Marine plastic pollution and seafood safety

An article by a reputable science and environment journalist in the current issue of Environmental Health Perspectives, a journal of the US National Institute of Environmental Health Sciences, summarizes what is known and not known about the public health effects of eating seafood from oceans that are contaminated with plastic residues. GallonDaily’s summary: we do not know much about this complex topic, we need to conduct much more research, but in the meantime we should recognize that seafood is probably not the major pathway for human exposure to microplastics and their possibly associated toxic chemical burden. Among the findings:

  • Studies have demonstrated plastics’ tendency to take up persistent, bioaccumulative, and toxic substances, which are present in trace quantities in almost all water bodies.
  • The constituents of plastics, as well as the chemicals and metals they have taken up, can travel into the bodies of marine organisms upon consumption where they may concentrate and climb the food chain, ultimately into humans.
  • While current research cannot quantify the amount, plastic in the ocean does appear to contribute to persistent, bioaccumulative, and toxic substances in the human diet.
  • There is a lack of controlled experimental work completed on the topic and it’s very difficult to disentangle direct human pollutant exposures and bioaccumulation via plastic versus food and environmental sources.
  • Due to their hydrophobic nature, persistent organic chemicals—including polycyclic aromatic hydrocarbons (PAHs), polychlorinated biphenyls (PCBs), polybrominated diphenyl ethers (PBDEs), dioxins, and DDT—have been shown to preferentially sorb to [be taken up by] plastics when they encounter them in the ocean.
  • Once plastics have been consumed, laboratory tests show that chemical additives and adsorbed pollutants and metals on their surface can leach out and transfer into the guts and tissues of marine organisms. However this process has not been proven to occur in the natural environment.
  • A 2014 study showed an association between concentrations of certain PBDEs in fish and levels of plastic debris accumulation in the South Atlantic Ocean. However, no such association was seen for concentrations of BPA, alkylphenols, alkylphenol ethoxylates, or PCBs in fish.
  • Government, academic, and independent sources interviewed for the article almost unanimously expressed a mix of skepticism and concern toward the thought of ocean plastics posing a human health risk.

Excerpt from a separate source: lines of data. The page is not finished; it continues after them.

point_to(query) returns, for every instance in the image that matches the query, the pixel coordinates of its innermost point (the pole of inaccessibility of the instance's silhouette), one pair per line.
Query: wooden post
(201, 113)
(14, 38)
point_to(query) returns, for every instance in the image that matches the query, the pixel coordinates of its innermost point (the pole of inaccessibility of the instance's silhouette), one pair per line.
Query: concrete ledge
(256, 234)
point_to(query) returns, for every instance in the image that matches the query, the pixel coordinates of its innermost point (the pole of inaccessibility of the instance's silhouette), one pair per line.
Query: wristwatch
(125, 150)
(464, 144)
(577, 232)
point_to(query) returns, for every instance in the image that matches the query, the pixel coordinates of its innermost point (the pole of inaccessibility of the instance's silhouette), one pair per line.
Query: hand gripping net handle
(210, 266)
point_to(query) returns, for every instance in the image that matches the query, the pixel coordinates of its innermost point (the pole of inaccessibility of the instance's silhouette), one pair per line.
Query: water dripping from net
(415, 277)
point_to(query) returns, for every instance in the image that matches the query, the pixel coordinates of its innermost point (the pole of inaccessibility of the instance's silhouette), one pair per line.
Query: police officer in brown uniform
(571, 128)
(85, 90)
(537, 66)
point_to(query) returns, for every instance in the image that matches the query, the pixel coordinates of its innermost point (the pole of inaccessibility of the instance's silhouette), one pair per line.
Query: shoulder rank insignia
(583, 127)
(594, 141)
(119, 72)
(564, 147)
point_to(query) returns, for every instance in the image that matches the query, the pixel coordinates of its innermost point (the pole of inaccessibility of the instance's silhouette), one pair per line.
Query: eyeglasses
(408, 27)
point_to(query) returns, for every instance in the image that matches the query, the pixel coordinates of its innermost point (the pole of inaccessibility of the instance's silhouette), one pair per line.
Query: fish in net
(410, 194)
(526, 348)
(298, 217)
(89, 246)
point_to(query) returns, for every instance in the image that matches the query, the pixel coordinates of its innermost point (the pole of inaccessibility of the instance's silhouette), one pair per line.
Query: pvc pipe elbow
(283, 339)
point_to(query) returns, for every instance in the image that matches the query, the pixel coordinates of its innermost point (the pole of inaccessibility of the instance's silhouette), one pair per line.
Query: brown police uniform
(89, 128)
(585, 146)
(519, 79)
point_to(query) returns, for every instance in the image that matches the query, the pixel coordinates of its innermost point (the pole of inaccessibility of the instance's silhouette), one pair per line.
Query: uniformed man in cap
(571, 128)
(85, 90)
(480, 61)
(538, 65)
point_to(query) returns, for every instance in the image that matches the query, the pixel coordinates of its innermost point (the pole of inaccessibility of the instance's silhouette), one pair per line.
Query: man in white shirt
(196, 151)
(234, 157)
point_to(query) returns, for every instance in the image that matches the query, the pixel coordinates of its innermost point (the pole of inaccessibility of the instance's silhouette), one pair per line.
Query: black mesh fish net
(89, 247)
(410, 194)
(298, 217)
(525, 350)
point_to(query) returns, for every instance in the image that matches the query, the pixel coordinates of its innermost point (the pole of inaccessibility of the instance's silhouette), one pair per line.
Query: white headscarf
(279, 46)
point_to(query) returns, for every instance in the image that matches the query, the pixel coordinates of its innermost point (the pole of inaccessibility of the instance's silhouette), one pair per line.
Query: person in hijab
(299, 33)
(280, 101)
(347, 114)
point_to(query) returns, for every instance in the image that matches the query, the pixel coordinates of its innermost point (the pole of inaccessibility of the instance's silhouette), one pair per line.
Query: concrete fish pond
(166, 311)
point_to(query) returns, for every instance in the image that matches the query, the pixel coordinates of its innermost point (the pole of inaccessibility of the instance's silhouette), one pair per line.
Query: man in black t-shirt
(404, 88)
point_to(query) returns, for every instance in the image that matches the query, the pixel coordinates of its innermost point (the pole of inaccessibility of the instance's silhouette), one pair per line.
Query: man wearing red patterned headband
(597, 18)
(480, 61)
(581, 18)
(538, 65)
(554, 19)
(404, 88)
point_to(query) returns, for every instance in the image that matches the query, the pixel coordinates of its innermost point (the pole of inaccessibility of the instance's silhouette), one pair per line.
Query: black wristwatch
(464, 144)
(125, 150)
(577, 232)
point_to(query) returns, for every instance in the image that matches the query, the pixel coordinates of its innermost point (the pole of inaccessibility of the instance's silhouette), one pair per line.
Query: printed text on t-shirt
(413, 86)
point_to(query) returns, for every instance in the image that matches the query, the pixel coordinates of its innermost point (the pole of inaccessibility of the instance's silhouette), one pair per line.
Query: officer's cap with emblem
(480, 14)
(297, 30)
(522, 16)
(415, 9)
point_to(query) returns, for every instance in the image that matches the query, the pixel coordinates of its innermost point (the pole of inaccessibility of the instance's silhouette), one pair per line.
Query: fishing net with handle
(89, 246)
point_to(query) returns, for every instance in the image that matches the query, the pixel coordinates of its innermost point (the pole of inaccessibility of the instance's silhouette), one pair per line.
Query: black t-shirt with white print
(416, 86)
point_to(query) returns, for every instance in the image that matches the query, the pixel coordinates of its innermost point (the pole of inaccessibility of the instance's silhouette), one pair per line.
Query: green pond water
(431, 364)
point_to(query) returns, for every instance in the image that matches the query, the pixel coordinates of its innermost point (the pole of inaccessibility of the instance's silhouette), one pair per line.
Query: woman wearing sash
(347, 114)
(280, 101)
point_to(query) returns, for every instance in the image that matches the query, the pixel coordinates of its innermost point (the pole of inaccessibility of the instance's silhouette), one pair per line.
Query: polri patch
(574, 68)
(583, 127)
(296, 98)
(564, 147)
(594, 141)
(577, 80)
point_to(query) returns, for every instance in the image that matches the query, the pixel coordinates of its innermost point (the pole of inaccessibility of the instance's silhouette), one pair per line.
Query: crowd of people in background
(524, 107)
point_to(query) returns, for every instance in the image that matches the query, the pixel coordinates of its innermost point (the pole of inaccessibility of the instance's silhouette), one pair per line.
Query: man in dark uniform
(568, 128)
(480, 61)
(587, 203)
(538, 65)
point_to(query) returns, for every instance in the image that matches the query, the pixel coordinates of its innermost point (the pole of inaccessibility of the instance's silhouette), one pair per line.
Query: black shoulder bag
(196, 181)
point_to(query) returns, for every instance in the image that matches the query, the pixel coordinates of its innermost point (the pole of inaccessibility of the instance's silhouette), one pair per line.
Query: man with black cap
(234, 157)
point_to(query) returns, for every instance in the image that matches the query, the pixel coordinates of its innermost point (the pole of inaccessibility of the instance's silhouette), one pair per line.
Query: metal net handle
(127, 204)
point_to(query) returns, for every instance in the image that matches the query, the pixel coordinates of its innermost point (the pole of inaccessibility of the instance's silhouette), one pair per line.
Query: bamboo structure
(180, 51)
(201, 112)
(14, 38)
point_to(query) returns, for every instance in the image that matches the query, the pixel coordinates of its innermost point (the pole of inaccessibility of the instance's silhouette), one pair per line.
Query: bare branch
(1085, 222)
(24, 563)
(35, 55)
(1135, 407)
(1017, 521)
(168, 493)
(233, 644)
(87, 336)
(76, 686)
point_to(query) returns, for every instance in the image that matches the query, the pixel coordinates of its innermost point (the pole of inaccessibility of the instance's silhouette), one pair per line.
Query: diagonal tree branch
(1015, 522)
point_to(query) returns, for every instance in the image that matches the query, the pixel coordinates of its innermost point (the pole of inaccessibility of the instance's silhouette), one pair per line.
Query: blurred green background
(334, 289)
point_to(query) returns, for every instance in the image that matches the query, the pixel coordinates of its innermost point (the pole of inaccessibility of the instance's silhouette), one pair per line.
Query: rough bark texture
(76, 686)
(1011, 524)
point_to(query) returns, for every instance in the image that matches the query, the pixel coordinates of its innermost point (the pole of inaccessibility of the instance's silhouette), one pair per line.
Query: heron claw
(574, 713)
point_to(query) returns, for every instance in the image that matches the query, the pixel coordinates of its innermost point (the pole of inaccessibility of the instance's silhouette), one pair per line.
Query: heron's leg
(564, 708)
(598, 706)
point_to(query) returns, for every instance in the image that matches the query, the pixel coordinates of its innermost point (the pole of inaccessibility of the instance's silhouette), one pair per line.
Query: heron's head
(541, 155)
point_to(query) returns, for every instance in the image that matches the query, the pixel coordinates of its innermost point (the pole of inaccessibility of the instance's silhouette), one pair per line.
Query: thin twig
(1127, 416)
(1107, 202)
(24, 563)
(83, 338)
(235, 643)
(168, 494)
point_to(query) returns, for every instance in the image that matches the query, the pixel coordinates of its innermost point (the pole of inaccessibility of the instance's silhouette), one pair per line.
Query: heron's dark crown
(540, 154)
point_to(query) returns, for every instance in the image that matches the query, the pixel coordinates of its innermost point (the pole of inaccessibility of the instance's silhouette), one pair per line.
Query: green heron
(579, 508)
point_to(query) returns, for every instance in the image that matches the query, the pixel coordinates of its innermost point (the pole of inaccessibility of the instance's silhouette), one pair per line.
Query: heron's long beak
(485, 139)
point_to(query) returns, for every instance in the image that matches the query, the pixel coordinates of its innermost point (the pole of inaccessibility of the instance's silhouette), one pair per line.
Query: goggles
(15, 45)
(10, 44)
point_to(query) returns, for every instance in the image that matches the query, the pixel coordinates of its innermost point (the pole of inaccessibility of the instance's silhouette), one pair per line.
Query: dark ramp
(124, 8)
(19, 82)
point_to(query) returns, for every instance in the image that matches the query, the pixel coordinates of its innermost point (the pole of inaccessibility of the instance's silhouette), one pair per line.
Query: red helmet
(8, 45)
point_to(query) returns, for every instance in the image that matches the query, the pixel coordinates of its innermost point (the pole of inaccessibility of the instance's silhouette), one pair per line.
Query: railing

  • Human exposure to microplastics and plastic additives is more likely to stem from intact goods prior to disposal than from seafood. Clothing fibres make up a large proportion of the microplastic found worldwide and even drinking water and foods such as honey can be contaminated with microplastics.
  • The end goal need not be to abandon the use of plastic. The benefits of plastics can be realized without the need for emission to the ocean.
  • New laws could require handling plastics more responsibly at the end of their useful life through recycling, proper disposal, and extended producer responsibility.
  • Rolf Halden, director of the Center for Environmental Security at the Biodesign Institute at Arizona State University, advocates for another solution: manufacturing more sustainable plastics from the start. “We need to design the next generation of plastics to make them more biodegradable so that they don’t have a long half-life, they don’t accumulate in the oceans, and they don’t have the opportunity to collect chemicals long-term,” he says. “There’s just no way we can shield people from all exposures that could occur. Let’s design safer chemicals and make the whole problem moot.”